Richard Branson, was about to do business with Uganda when he changed his mind. The Virgin founder said Uganda must abandon the recently passed Anti-Homosexuality Bill, which would make homosexuality punishable by up to life in prison. Unless the Bill is abandoned, Uganda, according to Branson will find itself “ostracized by companies and tourists worldwide”.
“I have been courted by various people and government officials to do business in Uganda. I was seriously considering it,” Branson wrote on his website on Monday.
“However, the dreadful witch hunt against the gay community and lifetime sentences means it would be against my conscience to support this country.
“I would urge other companies worldwide to follow suit. Uganda must reconsider or find it being ostracised by companies and tourists worldwide.”
He added: “Governments must realise that people should be able to love whoever they want.”
The Anti-Homosexuality Bill outlaws sexual interactions between same-sex partners, with a sentence of life imprisonment for anyone convicted of homosexuality. A proposal to put the punishment to 14 years in jail was rejected by the legislators. The Bill also makes it illegal to “promote” homosexuality, an ill-defined and very wide term, as well as implements a 3 year prison terms for anyone who fails to turn in and report a known homosexual to police.

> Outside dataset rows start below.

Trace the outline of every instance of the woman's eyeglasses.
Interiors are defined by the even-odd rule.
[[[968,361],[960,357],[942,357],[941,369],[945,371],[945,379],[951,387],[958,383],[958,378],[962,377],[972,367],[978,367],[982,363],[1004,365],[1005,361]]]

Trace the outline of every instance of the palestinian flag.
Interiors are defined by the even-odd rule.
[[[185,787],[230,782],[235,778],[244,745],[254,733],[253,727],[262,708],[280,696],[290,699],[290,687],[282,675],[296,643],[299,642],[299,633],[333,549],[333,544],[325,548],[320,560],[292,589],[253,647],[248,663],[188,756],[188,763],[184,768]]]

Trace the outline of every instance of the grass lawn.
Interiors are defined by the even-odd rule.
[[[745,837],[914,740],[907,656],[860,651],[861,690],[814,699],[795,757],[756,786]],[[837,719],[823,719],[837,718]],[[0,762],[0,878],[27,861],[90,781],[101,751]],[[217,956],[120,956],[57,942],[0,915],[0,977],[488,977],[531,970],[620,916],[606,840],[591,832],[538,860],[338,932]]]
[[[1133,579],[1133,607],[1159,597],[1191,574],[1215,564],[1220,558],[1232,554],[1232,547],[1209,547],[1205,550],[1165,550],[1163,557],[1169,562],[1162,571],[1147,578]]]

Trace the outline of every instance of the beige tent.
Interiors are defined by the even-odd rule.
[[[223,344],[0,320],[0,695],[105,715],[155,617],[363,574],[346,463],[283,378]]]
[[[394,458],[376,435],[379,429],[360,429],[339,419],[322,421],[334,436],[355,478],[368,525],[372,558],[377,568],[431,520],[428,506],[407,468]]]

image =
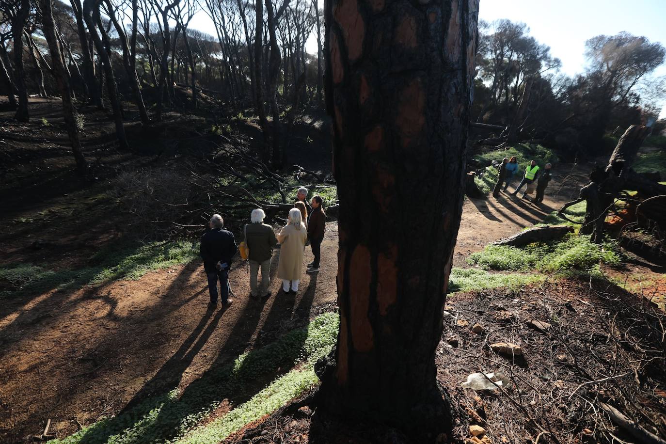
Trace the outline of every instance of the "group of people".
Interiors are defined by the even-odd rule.
[[[319,272],[322,241],[326,231],[326,215],[324,200],[315,196],[308,203],[308,188],[301,187],[296,202],[289,210],[287,224],[276,234],[270,225],[264,223],[266,213],[261,208],[252,210],[250,223],[243,228],[243,238],[250,264],[250,294],[254,298],[270,298],[270,262],[273,248],[280,246],[278,278],[282,280],[282,290],[295,294],[298,291],[305,247],[309,244],[314,260],[308,264],[307,273]],[[217,306],[219,282],[222,305],[230,305],[228,275],[231,262],[238,246],[231,232],[224,230],[224,222],[219,214],[213,214],[210,230],[201,237],[200,251],[204,270],[208,278],[209,309]],[[261,270],[261,282],[258,281]]]
[[[551,167],[552,166],[549,163],[547,163],[543,168],[543,172],[541,172],[541,168],[537,164],[536,161],[530,161],[529,164],[525,168],[525,172],[523,174],[522,180],[518,184],[518,186],[515,187],[513,192],[511,193],[511,195],[515,196],[523,186],[527,186],[521,197],[523,199],[528,198],[527,195],[530,194],[530,192],[528,192],[528,190],[529,192],[531,191],[531,186],[535,181],[536,189],[534,202],[543,202],[543,194],[545,192],[545,188],[553,177]],[[517,174],[518,172],[518,161],[515,158],[515,156],[513,156],[510,158],[505,157],[502,159],[502,162],[498,167],[498,169],[499,170],[498,182],[493,190],[493,196],[495,197],[498,197],[500,195],[500,191],[502,190],[502,185],[504,186],[503,190],[506,191],[513,176]]]

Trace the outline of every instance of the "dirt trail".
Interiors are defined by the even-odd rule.
[[[556,176],[551,189],[561,182]],[[539,222],[569,199],[565,194],[538,206],[505,194],[466,200],[455,264],[466,266],[471,252]],[[49,418],[59,436],[71,433],[306,324],[335,305],[337,234],[337,224],[328,224],[322,271],[307,275],[304,266],[295,298],[279,292],[274,279],[273,297],[250,300],[248,270],[237,264],[234,303],[207,314],[197,260],[138,281],[9,301],[0,318],[0,441],[36,433]],[[308,248],[306,262],[311,257]],[[274,259],[274,278],[277,254]]]

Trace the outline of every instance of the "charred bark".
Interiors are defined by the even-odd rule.
[[[101,61],[102,67],[107,78],[107,88],[109,93],[109,100],[111,103],[111,109],[113,111],[113,122],[115,124],[116,136],[121,150],[129,150],[127,138],[125,136],[125,126],[123,122],[123,108],[118,94],[118,87],[116,85],[115,76],[113,74],[113,67],[109,53],[105,48],[102,38],[97,33],[96,25],[100,22],[99,3],[101,0],[84,0],[83,17],[88,30],[90,31],[93,41],[97,49],[97,55]],[[100,32],[104,33],[103,27],[100,28]],[[104,34],[103,34],[104,35]]]
[[[81,140],[79,138],[77,110],[72,102],[70,77],[63,63],[62,53],[59,46],[55,25],[53,22],[51,0],[39,0],[39,5],[41,8],[42,29],[49,44],[51,63],[55,80],[58,83],[58,88],[60,89],[61,96],[63,98],[65,124],[67,127],[69,142],[72,144],[72,153],[74,154],[74,160],[77,163],[77,172],[80,176],[85,176],[88,171],[88,165],[83,156]]]
[[[21,0],[21,6],[11,21],[11,33],[14,39],[12,54],[14,56],[14,83],[19,96],[19,107],[14,118],[19,122],[30,120],[28,112],[28,90],[25,86],[25,71],[23,68],[23,30],[30,13],[30,0]]]
[[[334,364],[317,371],[324,408],[434,442],[452,436],[435,351],[462,211],[478,1],[414,5],[325,7],[340,324]]]

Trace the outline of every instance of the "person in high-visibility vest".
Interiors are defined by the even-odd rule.
[[[523,188],[523,185],[525,184],[531,184],[539,176],[539,166],[537,165],[536,160],[532,160],[527,165],[527,168],[525,168],[525,175],[523,176],[523,180],[520,181],[518,184],[518,186],[516,187],[513,192],[511,193],[512,195],[515,196],[518,194],[518,191],[520,188]],[[523,198],[527,197],[525,193],[523,193]]]

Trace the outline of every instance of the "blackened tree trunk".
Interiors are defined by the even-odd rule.
[[[264,3],[261,0],[254,2],[254,101],[256,114],[259,116],[259,126],[264,135],[264,149],[260,153],[262,160],[268,162],[268,140],[270,134],[268,121],[266,118],[266,107],[264,105],[264,69],[262,46],[264,44]]]
[[[12,79],[11,65],[3,42],[0,42],[0,76],[7,85],[7,97],[11,109],[16,109],[16,95],[17,93],[14,79]]]
[[[88,26],[88,31],[93,38],[95,46],[97,49],[97,55],[101,61],[102,68],[107,78],[109,101],[111,103],[111,109],[113,110],[113,121],[115,124],[116,136],[118,138],[120,148],[129,150],[129,145],[127,144],[127,138],[125,136],[125,126],[123,122],[123,108],[118,94],[115,76],[113,74],[113,67],[111,66],[109,53],[105,49],[102,39],[97,33],[95,27],[96,25],[100,23],[99,3],[101,1],[101,0],[83,0],[83,18]],[[104,33],[103,27],[100,28],[100,31]]]
[[[19,107],[14,118],[19,122],[30,120],[28,112],[28,90],[25,86],[25,72],[23,69],[23,29],[30,13],[30,0],[21,0],[21,6],[11,21],[11,33],[14,39],[12,54],[14,56],[14,83],[19,96]]]
[[[316,367],[320,399],[421,442],[451,437],[435,351],[462,211],[478,3],[324,8],[340,324],[334,363]]]
[[[63,64],[62,53],[59,46],[55,25],[53,23],[51,0],[39,0],[39,6],[41,9],[42,30],[49,44],[51,64],[56,82],[58,84],[58,88],[60,89],[61,96],[63,98],[65,124],[67,127],[67,134],[69,136],[69,141],[72,144],[72,152],[77,162],[77,172],[81,176],[85,176],[88,170],[88,165],[83,156],[81,140],[79,138],[77,110],[72,103],[69,75]]]
[[[114,27],[116,29],[116,32],[118,33],[118,39],[120,46],[123,49],[123,65],[125,67],[125,73],[127,74],[127,80],[129,81],[130,87],[132,89],[134,103],[139,109],[139,118],[141,119],[143,124],[149,124],[151,119],[148,116],[148,111],[146,110],[146,105],[143,102],[143,95],[141,94],[141,87],[139,83],[139,76],[137,75],[136,58],[133,56],[133,54],[135,53],[137,44],[136,29],[138,21],[138,10],[136,0],[135,0],[133,5],[132,12],[132,39],[135,51],[133,51],[130,47],[130,42],[127,40],[127,35],[125,33],[125,28],[116,18],[114,7],[111,5],[111,2],[109,0],[105,0],[105,3],[107,5],[108,15],[111,19]]]
[[[282,150],[280,144],[280,108],[278,106],[278,76],[280,75],[280,45],[275,29],[277,27],[273,12],[272,0],[266,0],[266,11],[268,16],[268,38],[270,41],[270,59],[268,64],[268,95],[270,96],[270,109],[273,114],[273,168],[282,167]]]
[[[101,89],[95,75],[93,48],[88,39],[88,33],[86,32],[85,25],[83,23],[83,11],[81,0],[70,0],[70,3],[74,12],[74,17],[77,20],[77,33],[79,35],[79,43],[81,47],[81,64],[83,65],[83,75],[85,78],[89,99],[98,109],[104,109]]]

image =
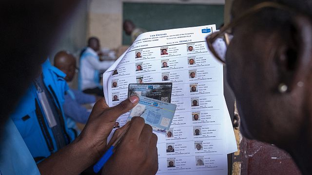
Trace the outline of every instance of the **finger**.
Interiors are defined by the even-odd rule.
[[[117,139],[118,139],[120,136],[120,135],[121,135],[121,133],[122,133],[122,132],[125,130],[127,129],[128,126],[129,126],[130,124],[130,122],[127,122],[127,123],[126,123],[126,124],[123,125],[123,126],[119,128],[118,128],[115,130],[115,132],[114,133],[114,135],[112,137],[112,139],[111,139],[111,140],[109,141],[109,143],[108,143],[108,144],[107,144],[108,145],[108,147],[110,147],[111,146],[112,146],[113,143],[114,142],[115,142],[115,141],[116,141]]]
[[[158,137],[157,135],[154,133],[152,133],[151,136],[151,140],[150,141],[150,145],[151,147],[155,147],[157,150],[157,140],[158,140]]]
[[[131,96],[117,105],[108,109],[105,111],[105,115],[109,117],[107,117],[107,118],[109,118],[110,120],[115,121],[117,120],[119,116],[134,108],[136,105],[138,101],[138,96]]]
[[[97,101],[94,106],[92,108],[92,112],[102,112],[104,109],[108,108],[108,105],[105,102],[105,99],[104,97],[99,98],[98,100]]]
[[[149,143],[152,134],[153,134],[153,128],[152,126],[148,124],[144,124],[139,138],[140,141]]]
[[[125,136],[128,140],[138,140],[144,127],[144,119],[140,117],[134,117],[131,120],[129,130]]]
[[[156,136],[157,137],[157,136]],[[154,171],[153,174],[156,174],[158,171],[158,151],[157,150],[157,147],[155,148],[155,150],[154,151],[154,155],[153,155],[153,158],[154,158],[154,163],[153,165],[154,165],[154,168],[152,170]]]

The Bill far exceed the current and more vague Penal Code criminalization of homosexuality, with explicit terms and harsh sentences.
The stupidity of the law actually will make it impossible to do business in Uganda for Western corporations. It will conflict with the existing corporate hiring practices of many of these companies. It will also place staff at risk of arrest.
Many corporations, such as Virgin Atlantic and Virgin America, have open and diverse hiring practices, where they actively recruit LGBTI people as part of diversity programs and where they refuse to discriminate in hiring. Facebook, Google, Barclays Bank, other banks, hotel chains, airlines, etc., some of whom operate in Uganda and others who do business with Uganda, all have pro LGBTI hiring policies.
Notwithstanding the matter of principle, imagine how impossible it will be for all such businesses to operate in Uganda, when portions of the hiring pool are considered criminals in a particular country. How does one send a manager or an executive or any employee into a country risking arrest of that employee if he or she fails to abide Ugandan law by outing a fellow worker?
And so Branson’s call for boycotts make sense and are well founded.
The Private Member Bill is not yet law. The President, Museveni, does not have the right to veto the bill. But he can assent to it. However, if he refuses to assent to it, it then goes back to parliament, for another reading, where if passed by a two third majority, will automatically become law. The LGBT activists in Uganda have vowed to continue to protest the bill and have indicated that they will challenge the constitutionality of the Bill at the appropriate time.
Uganda currently boasts one of the most robust tourism industries in Africa. However the Ugandan anti-gay community would rather risk this than let go of the anti-gay bill. In the words of MP and author of the original Kill the Gays Bill, David Bahati, Ugandans would rather not have the business of the West, than have to put up with the “Western ideas of morality.”
In this case it would seem that the Ugandans are fully aware that passage of their bill will isolate them and have a huge impact on tourism. Many airlines and many hotels will simply not be able to operate in Uganda and tourists will probably choose other countries such as South Africa which has a fully inclusive Constitution, and perhaps magnificent Namibia and Botswana, which although left with draconian penal codes, do not actively arrest gay people.